Lorca´s painting style is best described as surrealist chaos by mixing realist figures and oversized animals painted with jewel tones and pop colours. The outcome is reminiscent of Caravaggio and the old masters; chaotic scenes with ethereal facial expressions create an intense feeling of escapism to a different realm. I spoke to Lorca to find out more about his works.

Guillermo Lorca by Diego Fontecilla CorreaImage credits:  @bydiegofc

Guillermo Lorca by Diego Fontecilla Correa

Image credits:  @bydiegofc

  • Tell us a bit about your work - how did you come to be an artist?

Guillermo Lorca: I never stopped being an artist. I had the brushes and pencils since I was able to have memories.

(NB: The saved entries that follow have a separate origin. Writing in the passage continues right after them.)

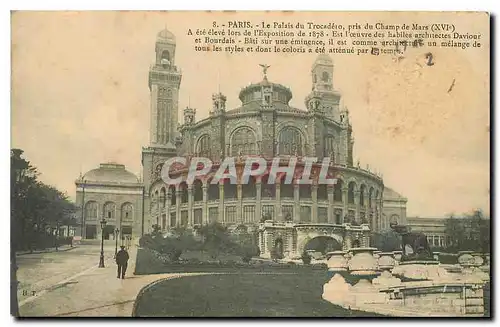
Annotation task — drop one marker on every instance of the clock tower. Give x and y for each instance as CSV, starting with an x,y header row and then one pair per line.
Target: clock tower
x,y
164,83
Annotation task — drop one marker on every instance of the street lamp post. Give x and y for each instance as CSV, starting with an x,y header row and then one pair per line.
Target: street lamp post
x,y
117,231
101,258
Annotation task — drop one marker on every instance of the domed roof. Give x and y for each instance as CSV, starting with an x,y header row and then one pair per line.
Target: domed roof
x,y
166,36
323,59
110,173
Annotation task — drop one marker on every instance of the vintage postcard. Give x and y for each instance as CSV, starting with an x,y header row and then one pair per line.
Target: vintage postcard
x,y
250,164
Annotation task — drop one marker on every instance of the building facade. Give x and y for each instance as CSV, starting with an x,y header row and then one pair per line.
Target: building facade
x,y
264,125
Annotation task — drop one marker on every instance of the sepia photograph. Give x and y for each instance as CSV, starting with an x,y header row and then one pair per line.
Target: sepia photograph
x,y
223,164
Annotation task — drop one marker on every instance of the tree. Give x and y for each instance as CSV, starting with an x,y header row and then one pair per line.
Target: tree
x,y
455,232
35,206
468,232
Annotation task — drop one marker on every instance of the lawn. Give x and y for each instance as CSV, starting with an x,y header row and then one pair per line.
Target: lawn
x,y
241,295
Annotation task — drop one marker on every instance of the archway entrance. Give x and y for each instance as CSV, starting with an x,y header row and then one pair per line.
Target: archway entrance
x,y
322,245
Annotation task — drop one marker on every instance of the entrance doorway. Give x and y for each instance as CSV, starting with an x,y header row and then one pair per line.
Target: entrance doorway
x,y
90,232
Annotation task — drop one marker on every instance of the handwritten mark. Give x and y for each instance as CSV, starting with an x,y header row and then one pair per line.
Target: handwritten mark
x,y
451,86
428,56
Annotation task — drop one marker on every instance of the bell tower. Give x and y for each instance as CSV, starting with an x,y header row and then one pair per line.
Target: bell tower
x,y
164,82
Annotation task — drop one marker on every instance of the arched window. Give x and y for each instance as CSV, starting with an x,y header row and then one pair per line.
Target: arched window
x,y
173,196
109,210
329,146
370,197
249,190
267,190
127,211
203,146
325,77
184,193
198,190
305,191
362,195
337,191
91,210
394,219
286,190
230,190
243,141
165,55
163,197
322,192
290,141
350,193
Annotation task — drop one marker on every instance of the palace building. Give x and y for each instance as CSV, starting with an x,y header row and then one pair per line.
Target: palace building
x,y
265,125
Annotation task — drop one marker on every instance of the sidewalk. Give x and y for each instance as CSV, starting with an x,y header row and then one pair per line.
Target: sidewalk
x,y
96,292
61,248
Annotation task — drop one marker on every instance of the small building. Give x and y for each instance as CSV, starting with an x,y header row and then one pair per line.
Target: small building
x,y
433,228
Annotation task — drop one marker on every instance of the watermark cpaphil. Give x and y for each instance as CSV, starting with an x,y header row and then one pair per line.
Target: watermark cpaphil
x,y
303,171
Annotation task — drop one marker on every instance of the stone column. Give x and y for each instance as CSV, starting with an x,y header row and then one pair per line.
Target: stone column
x,y
296,203
347,241
178,197
314,207
239,204
345,191
258,204
378,214
190,205
221,203
371,213
331,215
358,206
167,210
204,214
100,214
278,213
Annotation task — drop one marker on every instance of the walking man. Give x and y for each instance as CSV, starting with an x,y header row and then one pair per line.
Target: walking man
x,y
121,261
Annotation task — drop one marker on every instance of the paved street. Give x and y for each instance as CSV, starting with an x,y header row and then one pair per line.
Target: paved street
x,y
70,284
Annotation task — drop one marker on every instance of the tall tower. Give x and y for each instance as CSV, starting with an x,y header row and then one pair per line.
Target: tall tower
x,y
323,98
164,83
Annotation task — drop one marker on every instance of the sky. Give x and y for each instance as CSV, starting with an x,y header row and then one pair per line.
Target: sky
x,y
80,97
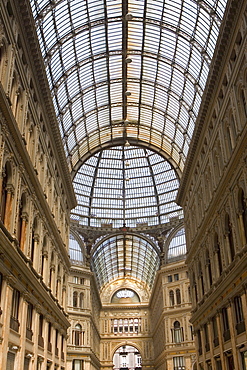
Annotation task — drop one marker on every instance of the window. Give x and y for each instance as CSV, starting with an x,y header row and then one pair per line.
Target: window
x,y
77,364
40,336
215,332
178,363
218,253
178,296
177,333
29,332
240,324
14,323
206,336
209,269
226,329
229,235
78,335
81,299
75,298
171,296
199,339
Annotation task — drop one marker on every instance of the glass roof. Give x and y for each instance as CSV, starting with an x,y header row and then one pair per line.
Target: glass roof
x,y
177,247
126,185
142,64
124,256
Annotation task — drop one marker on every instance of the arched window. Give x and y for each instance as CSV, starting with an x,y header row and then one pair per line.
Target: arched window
x,y
229,236
178,296
171,295
75,299
209,269
177,333
218,253
243,211
6,194
78,335
201,279
195,287
81,300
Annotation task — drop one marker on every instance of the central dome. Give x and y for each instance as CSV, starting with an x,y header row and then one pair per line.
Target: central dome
x,y
126,186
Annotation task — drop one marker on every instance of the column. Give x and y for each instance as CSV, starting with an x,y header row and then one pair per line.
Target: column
x,y
5,323
8,211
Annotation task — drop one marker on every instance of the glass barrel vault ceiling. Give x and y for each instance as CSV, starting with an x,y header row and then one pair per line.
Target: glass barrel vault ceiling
x,y
123,256
142,62
126,186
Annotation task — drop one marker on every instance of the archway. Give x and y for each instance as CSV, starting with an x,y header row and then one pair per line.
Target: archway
x,y
127,358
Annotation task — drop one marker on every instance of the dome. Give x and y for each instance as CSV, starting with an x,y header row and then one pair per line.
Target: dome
x,y
126,186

The rest was simply losing the fear of doing a career of this type.

  • Where do you find inspiration?

Guillermo Lorca: Almost everywhere, I am always attentive to an image that may fit into a painting, it is something that I do in an unconscious way and that never stops.


What do the animals, natural elements and children symbolise in your paintings?

Guillermo Lorca: They are symbols of internal drives that interact with each other.  It is difficult for me to define what each of them means since they come from sensations that I have at some point in my life.  They are linked to memories from my childhood.

  • Some of your work has a chaotic element while others feel soothing to look at, how do you want the viewer to feel when seeing your work?

Guillermo Lorca: I am interested that the interlocutor is appealed to by the characters, feels observed, does not pass them unnoticed. But what each person is going to feel with the paintings is a personal matter of each person, at that point my art doesn’t belong to me anymore.

 
Sade and the cat (2015-16) oil on canvas, 190 x 145 cm

Sade and the cat (2015-16) oil on canvas, 190 x 145 cm

  • Can you tell us more about the surrealist parts, like the pink monkeys and oversized cats, for example. How did you think up these ideas?

Guillermo Lorca: They usually come to me after certain mental exercises, sometimes for symbolic reasons, sometimes for technical reasons. For example, pink monkeys, what came to my mind spontaneously was the colour, not the animal. But after a while, I related it to an image I had taken in a zoo, and it seemed to me that they worked well together.

  • What do you love most about what you create?

Guillermo Lorca: The very act of playing with the imagination to create something that is really intense and exciting. Besides that, they fill me a lot personally.

 
The Landing (2019) oil on canvas 140 x 110 cm

The Landing (2019) oil on canvas 140 x 110 cm

  • Some of the original techniques of the great masters such as Rembrandt and Caravaggio are prevalent in your work. When did you learn you could create these particular skills?

Guillermo Lorca: Mostly seeing books. I remember I had a really good book many years ago, with a close-up of Velazquez, which was amazing. I also spent a season many years ago with the master Odd Nerdrum in Norway.

  • What would you say is the intention of your work?

Guillermo Lorca: It’s my diary from my unconscious, I want to leave a legacy that by seeing the paintings all together, people can talk about who or what I really was.

  • What's next for you?

Guillermo Lorca: For now, it’s a surprise, but I will be notifying the news on my social networks soon.